Леся хохотала: «Ой! Не могу!»
— Дуры! Откуда я знаю, как он вернулся?! Может, ему ноги оторвало.
— Вот что значит нелюбовь к чтению, — назидательно сказала Ганна.
Фомка вообще часто портил им игру. Другой раз, изображая какого-то Печорина, он заявился со своим любимчиком, котенком Зайцем на руках. Это тоже не годилось, и Зайца было велено отпустить.
Заяц обрадовался и побежал заниматься своим любимым делом: целыми днями он сидел сгорбившись и сосал свою крошечную пиписку. Такая гедота!

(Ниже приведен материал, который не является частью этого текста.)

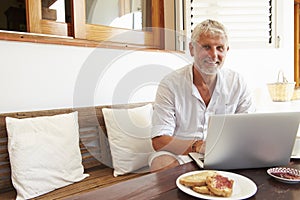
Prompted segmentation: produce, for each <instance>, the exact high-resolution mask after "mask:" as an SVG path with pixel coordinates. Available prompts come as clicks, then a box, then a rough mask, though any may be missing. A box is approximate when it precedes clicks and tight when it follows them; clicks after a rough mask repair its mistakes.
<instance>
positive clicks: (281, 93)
mask: <svg viewBox="0 0 300 200" xmlns="http://www.w3.org/2000/svg"><path fill="white" fill-rule="evenodd" d="M280 75H282V79H283V81H282V82H280V81H279V80H280ZM295 84H296V83H295V82H288V81H287V79H286V78H285V76H284V74H283V72H282V71H279V73H278V78H277V82H276V83H269V84H267V85H268V90H269V93H270V96H271V98H272V100H273V101H290V100H291V99H292V97H293V94H294V89H295Z"/></svg>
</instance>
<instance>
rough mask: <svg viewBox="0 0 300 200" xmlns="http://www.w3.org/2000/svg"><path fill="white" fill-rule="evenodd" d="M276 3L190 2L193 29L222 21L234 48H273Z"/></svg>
mask: <svg viewBox="0 0 300 200" xmlns="http://www.w3.org/2000/svg"><path fill="white" fill-rule="evenodd" d="M274 1H275V0H190V7H189V8H190V24H189V25H190V30H191V31H192V30H193V29H194V27H195V26H196V25H197V24H198V23H199V22H201V21H203V20H205V19H208V18H209V19H215V20H218V21H220V22H222V23H223V24H224V25H225V26H226V28H227V30H228V34H229V42H230V45H231V46H236V47H239V46H243V47H250V46H254V47H262V46H263V47H270V46H272V44H273V43H274V36H273V35H274V28H273V27H274V19H275V18H274V13H275V12H274V10H275V9H274V5H275V3H274Z"/></svg>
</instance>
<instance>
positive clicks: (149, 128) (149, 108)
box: [102, 104, 154, 176]
mask: <svg viewBox="0 0 300 200" xmlns="http://www.w3.org/2000/svg"><path fill="white" fill-rule="evenodd" d="M102 112H103V116H104V120H105V126H106V129H107V135H108V140H109V145H110V150H111V155H112V162H113V168H114V176H118V175H123V174H126V173H130V172H133V171H135V170H138V169H141V168H143V167H148V157H149V155H150V154H151V153H152V152H154V150H153V147H152V143H151V137H150V135H151V133H150V131H151V117H152V112H153V108H152V104H147V105H145V106H141V107H137V108H131V109H113V108H103V109H102Z"/></svg>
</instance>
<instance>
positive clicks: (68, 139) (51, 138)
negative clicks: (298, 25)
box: [6, 112, 88, 199]
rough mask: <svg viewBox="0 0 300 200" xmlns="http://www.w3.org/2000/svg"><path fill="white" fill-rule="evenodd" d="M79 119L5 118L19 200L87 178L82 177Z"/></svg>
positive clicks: (41, 194)
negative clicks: (20, 199) (79, 129)
mask: <svg viewBox="0 0 300 200" xmlns="http://www.w3.org/2000/svg"><path fill="white" fill-rule="evenodd" d="M77 115H78V114H77V112H74V113H70V114H61V115H55V116H45V117H35V118H25V119H15V118H10V117H6V125H7V133H8V152H9V159H10V164H11V178H12V183H13V185H14V187H15V189H16V191H17V199H30V198H33V197H36V196H39V195H42V194H45V193H47V192H50V191H52V190H55V189H57V188H60V187H63V186H66V185H69V184H72V183H74V182H77V181H80V180H82V179H84V178H85V177H87V176H88V175H87V174H83V166H82V158H81V153H80V149H79V130H78V129H79V128H78V120H77V119H78V116H77Z"/></svg>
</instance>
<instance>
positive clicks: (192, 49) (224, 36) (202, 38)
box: [189, 33, 229, 75]
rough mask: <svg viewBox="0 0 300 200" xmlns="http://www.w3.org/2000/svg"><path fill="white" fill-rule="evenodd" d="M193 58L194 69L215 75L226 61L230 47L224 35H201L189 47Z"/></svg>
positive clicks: (210, 74) (205, 72)
mask: <svg viewBox="0 0 300 200" xmlns="http://www.w3.org/2000/svg"><path fill="white" fill-rule="evenodd" d="M189 48H190V53H191V56H193V57H194V67H195V68H196V69H197V71H199V72H201V73H204V74H207V75H213V74H216V73H217V71H218V69H220V68H221V67H222V66H223V64H224V61H225V57H226V54H227V51H228V50H229V47H228V46H227V43H226V38H225V36H224V35H223V34H220V35H211V34H209V33H204V34H201V35H200V37H199V39H198V41H197V42H194V43H190V45H189Z"/></svg>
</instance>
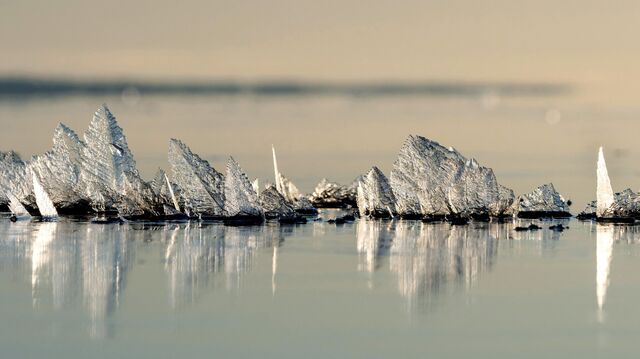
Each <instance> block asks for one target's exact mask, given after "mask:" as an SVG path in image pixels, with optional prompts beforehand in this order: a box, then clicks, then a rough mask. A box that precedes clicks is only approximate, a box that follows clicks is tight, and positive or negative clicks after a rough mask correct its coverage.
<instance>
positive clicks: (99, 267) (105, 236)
mask: <svg viewBox="0 0 640 359" xmlns="http://www.w3.org/2000/svg"><path fill="white" fill-rule="evenodd" d="M114 228H115V230H114ZM129 234H131V235H132V236H136V234H138V233H130V232H129V231H128V230H126V229H123V228H121V227H112V226H88V227H87V228H86V239H85V242H84V243H83V244H82V246H81V248H82V252H81V258H82V260H81V263H82V265H81V266H82V297H83V303H84V306H85V309H86V311H87V313H88V314H89V319H90V328H89V334H90V335H91V336H92V337H94V338H105V337H111V336H113V334H114V333H113V326H112V325H111V322H110V321H109V320H108V319H109V318H110V317H111V315H113V313H114V312H115V310H116V309H117V308H118V306H119V305H120V301H121V297H122V295H123V291H124V289H125V286H126V279H127V277H128V274H129V271H130V269H131V267H132V264H133V260H134V257H135V253H134V251H135V248H134V246H133V242H132V241H130V240H129V238H128V237H129Z"/></svg>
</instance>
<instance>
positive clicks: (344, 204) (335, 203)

Но Фомка не сердился на него, называл ласково Онанистик, хотя Бабушка каждый раз, проходя мимо Зайчика, плевалась в сторону, а девчонки старались не смотреть.
Габони с ним не общался подчеркнуто: публичность и бесстыдство разврата вызывали отвращение.
Что-то делали с пиписками и мальчишки из компании Фомки, но они это делали в зарослях осоки на берегу Сулы.
Вообще Фомка редко бывал дома. Целыми днями вместе с мальчишками он пропадал на маленьком песчаном пляже в камышах.
Там они с гиканьем прыгали в воду с мостков, курили и иногда выпивали.
Фомка рано полюбил выпивать, и у Габони было предчувствие, что это погубит его веселый смешливый нрав, его юмор и, в конце концов, его жизнь.
Пока не было москвичей, Габони увязывался за ним, но это было неинтересно, не то что с приезжими; те всегда придумывали какую-нибудь игру, и иногда и Габони находилось в этой игре место.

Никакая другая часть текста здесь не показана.